Niclaus A. Huber schrieb "Titty Twister" 2009, der Name des Stückes kommt aus dem Tarantino-Film "From Dusk Til Dawn", sprechenderweise ist das Stück für Viola, Akkordeon & Percussion als Minidramolette bezeichnet. Abschlusskonzert der Akademie für zeitgenössiche Musik Luzern, Feb. 2019, Maihofkirche Luzern.

Video, Ton und Schnitt: Emilio Guim. Danke!

Wie wird die Welt in 1000 Jahren sein? Was können wir entdecken, wenn wir lange Zeit zurück und in weite Ferne schauen? Wo stehe ich in allem?
Im alten Getreidesilo Altdorf fanden wir einen Raum, der uns staunen liess über die scheinbare Ewigkeit menschlicher Bauten und die Unvorstellbarkeit grosser Zeiträume. Daraus entstand eine 30-minütige Performance, die sinnlich zwischen den Zeiten wandelt und die Gedanken auf Reisen schickt.
Uraufgeführt innerhalb des Rahmenprogramms Füllen_Leeren am Festival Alpentöne Altdorf, August 2019.
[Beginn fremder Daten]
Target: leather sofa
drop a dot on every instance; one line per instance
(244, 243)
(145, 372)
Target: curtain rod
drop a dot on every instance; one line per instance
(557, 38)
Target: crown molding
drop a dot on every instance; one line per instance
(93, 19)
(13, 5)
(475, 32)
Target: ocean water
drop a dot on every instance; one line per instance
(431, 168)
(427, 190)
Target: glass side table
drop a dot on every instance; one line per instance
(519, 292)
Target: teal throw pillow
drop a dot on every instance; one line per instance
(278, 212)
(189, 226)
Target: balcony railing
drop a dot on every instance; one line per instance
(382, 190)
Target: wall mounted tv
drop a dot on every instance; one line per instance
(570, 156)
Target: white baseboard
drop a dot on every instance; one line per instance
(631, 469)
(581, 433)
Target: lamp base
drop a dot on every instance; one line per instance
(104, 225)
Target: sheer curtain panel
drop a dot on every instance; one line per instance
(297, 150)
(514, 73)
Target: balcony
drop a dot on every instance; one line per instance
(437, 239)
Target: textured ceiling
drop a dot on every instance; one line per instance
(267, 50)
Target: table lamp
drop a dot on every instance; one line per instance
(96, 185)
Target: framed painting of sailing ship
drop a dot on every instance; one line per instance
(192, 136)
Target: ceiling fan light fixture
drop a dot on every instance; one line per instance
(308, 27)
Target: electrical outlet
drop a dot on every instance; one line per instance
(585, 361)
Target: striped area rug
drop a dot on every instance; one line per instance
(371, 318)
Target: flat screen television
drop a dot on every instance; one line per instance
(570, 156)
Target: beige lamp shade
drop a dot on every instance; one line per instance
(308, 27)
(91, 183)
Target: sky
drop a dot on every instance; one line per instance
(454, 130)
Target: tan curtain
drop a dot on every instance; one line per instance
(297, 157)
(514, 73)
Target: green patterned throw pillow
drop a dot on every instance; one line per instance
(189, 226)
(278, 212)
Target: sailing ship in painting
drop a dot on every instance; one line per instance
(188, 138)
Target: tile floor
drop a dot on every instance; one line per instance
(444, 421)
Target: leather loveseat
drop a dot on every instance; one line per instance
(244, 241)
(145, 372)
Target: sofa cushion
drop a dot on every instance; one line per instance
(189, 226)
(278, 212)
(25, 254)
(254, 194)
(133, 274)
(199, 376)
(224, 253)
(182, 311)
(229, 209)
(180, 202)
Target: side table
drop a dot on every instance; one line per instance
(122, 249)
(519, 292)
Toshio Hosokawa: Threnody - to the victims of tohoku earthquake 3.11. (2012) Das Stück wurde geschrieben als Auftragswerk für die Tokio International Viola Competition 2012. Hosokawa widmete das Stück den Opfern des Erdbebens, welches wir in Europa als die Fukushima-Katastrophe kennen. Aufgenommen am 5. Februar 2020 in Basel.

Netfluxus Nr. 1: Eric Andersen „Op. 46“ (1963) „This sentence should not be read by more than one person at the same time.“ Was kann man machen mit so einer Spielanleitung? Wo sind die Grenzen der Gleichzeitigkeit in Zeiten von Video, Internet-Telefonie, Bildnachbearbeitung und endloser Wiedergabemöglichkeiten? Welche Zeitebene gilt wann? Welche Zeiten könnnen wir uns vorstellen, während wir gleichzietig nur eine Einzige wahrnehmen können?

Danke an Alina Traine und Maria Muñoz Lopéz.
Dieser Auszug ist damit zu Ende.